Pero si alguien pensaba que el vampiro clásico estaba agotado es que subestimaba su poder para regenerarse. En el último tercio de siglo, Stephen King lo rescata en una de sus más brillantes novelas, El misterio de Salem’s Lot (1975), pero es su compatriota Anne Rice la que le da otra vuelta de tuerca en Entrevista con el vampiro (1976).

De entre todos los títulos señalados hasta ahora, este puede ser el que más discrepancias levante por su condición de bestseller (Anne Rice es una de las escritoras más vendidas del siglo pasado). Sin embargo, me merecería un estacazo del más cabreado Van Helsing si por prejuicios seudointelectuales ignorase esta admirable y revolucionaria obra.

Rice tiende la grabadora a un vampiro para que nos cuente su historia. El torturado Louis, que presa de la culpabilidad por la muerte de su hermano se deja morir en vida por las tabernas de la Nueva Orleans del siglo XVIII, es «bendecido» por el don oscuro que le regala (a la fuerza) el atractivo y enigmático Lestat. Este, custodio de los arcanos de su nueva naturaleza, intentará educarlo en su condición de hijo de las tinieblas, pero la conciencia humana del joven vampiro se resistirá a desaparecer, sumiéndolo en profundos debates morales que harán de su existencia una larga travesía de noches eternas y ratas desangradas.

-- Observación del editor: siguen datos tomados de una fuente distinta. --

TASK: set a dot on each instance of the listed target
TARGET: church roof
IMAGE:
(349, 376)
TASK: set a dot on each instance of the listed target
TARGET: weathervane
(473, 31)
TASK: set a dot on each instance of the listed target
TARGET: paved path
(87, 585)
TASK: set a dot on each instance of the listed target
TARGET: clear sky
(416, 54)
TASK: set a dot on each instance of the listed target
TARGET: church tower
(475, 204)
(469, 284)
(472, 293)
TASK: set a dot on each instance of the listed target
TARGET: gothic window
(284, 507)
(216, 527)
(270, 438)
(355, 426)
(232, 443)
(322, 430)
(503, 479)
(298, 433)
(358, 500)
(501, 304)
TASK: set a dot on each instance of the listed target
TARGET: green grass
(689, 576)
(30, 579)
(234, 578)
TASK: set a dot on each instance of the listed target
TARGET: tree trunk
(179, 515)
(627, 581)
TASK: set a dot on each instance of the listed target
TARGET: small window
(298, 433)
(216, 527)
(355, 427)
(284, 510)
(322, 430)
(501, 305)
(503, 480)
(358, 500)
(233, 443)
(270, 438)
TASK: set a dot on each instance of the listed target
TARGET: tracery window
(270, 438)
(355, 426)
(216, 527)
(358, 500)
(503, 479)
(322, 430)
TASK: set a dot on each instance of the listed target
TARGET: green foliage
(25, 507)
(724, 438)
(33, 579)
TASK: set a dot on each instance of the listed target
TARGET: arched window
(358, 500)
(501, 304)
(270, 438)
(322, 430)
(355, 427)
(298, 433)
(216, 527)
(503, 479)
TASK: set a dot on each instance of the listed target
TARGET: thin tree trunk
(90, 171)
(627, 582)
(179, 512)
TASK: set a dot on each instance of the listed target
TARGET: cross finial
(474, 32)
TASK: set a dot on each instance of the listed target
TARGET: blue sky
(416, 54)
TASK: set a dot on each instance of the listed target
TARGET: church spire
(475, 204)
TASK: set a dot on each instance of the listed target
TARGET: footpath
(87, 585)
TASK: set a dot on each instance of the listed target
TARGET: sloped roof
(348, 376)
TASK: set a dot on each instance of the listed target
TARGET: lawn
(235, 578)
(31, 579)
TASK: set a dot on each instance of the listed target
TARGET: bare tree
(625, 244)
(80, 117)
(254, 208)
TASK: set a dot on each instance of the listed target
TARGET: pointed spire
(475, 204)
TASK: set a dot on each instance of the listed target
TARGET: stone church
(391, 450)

Más que seres malignos, que muchos lo son, Anne Rice nos presenta a seres superiores dotados de poderes que reflejan nuestras fantasías; héroes admirables con los que sentirse identificados. Es el vampiro seductor, andrógino y de ambigüedad sexual, que abre las puertas a visiones posteriores tan dispares como los adolescentes pichaflojas de Crepúsculo, o a los hormonalmente alterados chupasangres de True Blood. Pero además la autora construye, a través de sus diferentes novelas (prescindibles más allá de la tercera entrega) toda una mitología propia y coherente, una «Historia de los vampiros» que da cohesión y verosimilitud a su discurso.

No es de extrañar, por tanto, que el inicio de las Crónicas Vampíricas sacudiese la cultura gótica de finales de los setenta, provocando que cientos de adolescentes (y no tan adolescentes) adoptasen la pose maldita de Lestat de Lincourt, un cruce de héroe byroniano y estrella de rock de peinado hortera. En 1994, la notable adaptación cinematográfica que Neil Jordan, pese a contar con una dirección de casting digna de las lectoras de la Super Pop, insufló vida a una novela que, por otra parte, no había perdido aún su vigencia.

Y así llegamos al final del camino. Estas son las que yo considero las cinco mejores novelas de vampiros de todos los tiempos. Tú tendrás las tuyas, Cristina Macía las suyas, pero, mientras divagamos sobre la cuestión, no faltarán los escritores dispuestos a seguir dificultándonos la tarea. Y es que el vampiro no sabe de listas ni de cánones; él se mueve por un instinto milenario que le empuja a sobrevivir, noche tras noche, año tras año, siglo tras siglo…, renovándose, adaptándose siempre en busca de una gota más de la sangre de sus lectores.